Many experts and analysts believe Activision ran Guitar Hero into the ground due to immense over-saturation of the market. Numerous spin-offs, pricey bundles; it all got to be too much, and the bottom fell out of the music/rhythm genre.
In only about a year, the genre went from being worth billions to being worth only a few hundred million and as a result, we haven't seen a new Guitar Hero or Rock Band in quite some time (with the exception of the no-plastic-instruments-needed Rock Band Blitz ). It could happen to any franchise, really. But not Skylanders , Activision says; there's just no comparing the two IPs.

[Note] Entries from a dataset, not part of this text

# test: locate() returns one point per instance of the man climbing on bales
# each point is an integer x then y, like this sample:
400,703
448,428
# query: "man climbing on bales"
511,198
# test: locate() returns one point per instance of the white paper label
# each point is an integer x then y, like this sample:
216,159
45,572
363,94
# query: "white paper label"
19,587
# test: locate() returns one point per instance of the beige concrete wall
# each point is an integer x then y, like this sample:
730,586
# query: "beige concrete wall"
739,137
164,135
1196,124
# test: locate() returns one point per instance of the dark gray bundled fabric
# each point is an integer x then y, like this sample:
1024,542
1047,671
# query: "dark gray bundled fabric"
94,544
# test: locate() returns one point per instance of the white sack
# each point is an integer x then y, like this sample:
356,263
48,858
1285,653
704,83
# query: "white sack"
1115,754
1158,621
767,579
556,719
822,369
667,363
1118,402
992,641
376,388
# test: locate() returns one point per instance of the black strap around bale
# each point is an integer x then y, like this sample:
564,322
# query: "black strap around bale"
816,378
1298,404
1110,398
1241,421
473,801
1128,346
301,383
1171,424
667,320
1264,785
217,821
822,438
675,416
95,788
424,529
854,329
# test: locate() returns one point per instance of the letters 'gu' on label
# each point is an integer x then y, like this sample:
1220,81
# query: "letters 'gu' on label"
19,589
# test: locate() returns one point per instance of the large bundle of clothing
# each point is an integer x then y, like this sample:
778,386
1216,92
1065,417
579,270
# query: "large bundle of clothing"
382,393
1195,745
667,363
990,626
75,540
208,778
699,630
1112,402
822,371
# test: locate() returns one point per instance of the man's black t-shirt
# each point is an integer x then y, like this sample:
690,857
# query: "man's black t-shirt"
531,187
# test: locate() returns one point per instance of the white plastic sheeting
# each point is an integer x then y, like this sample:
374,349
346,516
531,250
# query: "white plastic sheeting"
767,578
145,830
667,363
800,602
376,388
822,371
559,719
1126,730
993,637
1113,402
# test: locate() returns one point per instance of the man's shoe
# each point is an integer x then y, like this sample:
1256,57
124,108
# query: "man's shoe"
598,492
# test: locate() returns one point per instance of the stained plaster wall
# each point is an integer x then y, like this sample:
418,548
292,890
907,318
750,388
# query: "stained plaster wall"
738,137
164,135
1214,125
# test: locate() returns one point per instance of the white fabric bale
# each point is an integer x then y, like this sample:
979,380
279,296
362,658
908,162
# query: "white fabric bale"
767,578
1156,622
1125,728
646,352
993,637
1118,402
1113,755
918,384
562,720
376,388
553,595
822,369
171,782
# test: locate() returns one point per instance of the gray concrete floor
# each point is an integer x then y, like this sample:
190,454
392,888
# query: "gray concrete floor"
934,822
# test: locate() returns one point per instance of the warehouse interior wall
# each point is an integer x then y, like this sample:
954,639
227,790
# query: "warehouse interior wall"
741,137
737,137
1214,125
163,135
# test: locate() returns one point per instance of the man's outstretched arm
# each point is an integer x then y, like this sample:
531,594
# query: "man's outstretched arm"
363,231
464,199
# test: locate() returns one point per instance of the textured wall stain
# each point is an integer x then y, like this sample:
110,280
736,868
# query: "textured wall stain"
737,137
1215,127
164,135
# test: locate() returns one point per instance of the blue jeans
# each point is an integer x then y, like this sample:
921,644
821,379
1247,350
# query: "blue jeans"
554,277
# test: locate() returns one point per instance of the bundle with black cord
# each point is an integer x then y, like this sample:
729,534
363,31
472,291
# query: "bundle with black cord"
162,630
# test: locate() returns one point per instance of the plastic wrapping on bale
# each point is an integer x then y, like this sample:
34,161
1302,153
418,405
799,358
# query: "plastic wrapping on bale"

UK managing director Roy Stackhouse told MCV that Skylanders is "certainly not another Guitar Hero ." He says the two franchises have "completely different target markets" and there really is no comparison. Stackhouse went on to say that the retail-driven Skylanders franchise is a "creative goldmine" and the possibilities are limitless:
"As long as the innovation continues to be as great as it is, then I don't see it having a limited shelf life. The reason I say that is because if you think about the possibilities in this category, what has been achieved with Swap Force and its innovation, and the endless possibilities in terms of the Skylanders universe. This must be a creative goldmine to work on because a child's imagination is one of the most fertile in the world, and if you can tap into that then there is endless opportunity for innovation."
Well, it was a brilliant idea. Rather than including a bunch of unlockable characters in the game, create little physical figures of those characters, sell them at a huge profit at retail, have each figurine represent a new playable character, convince kids they're worth collecting, make about a zillion of 'em, and boom…another billion-dollar IP.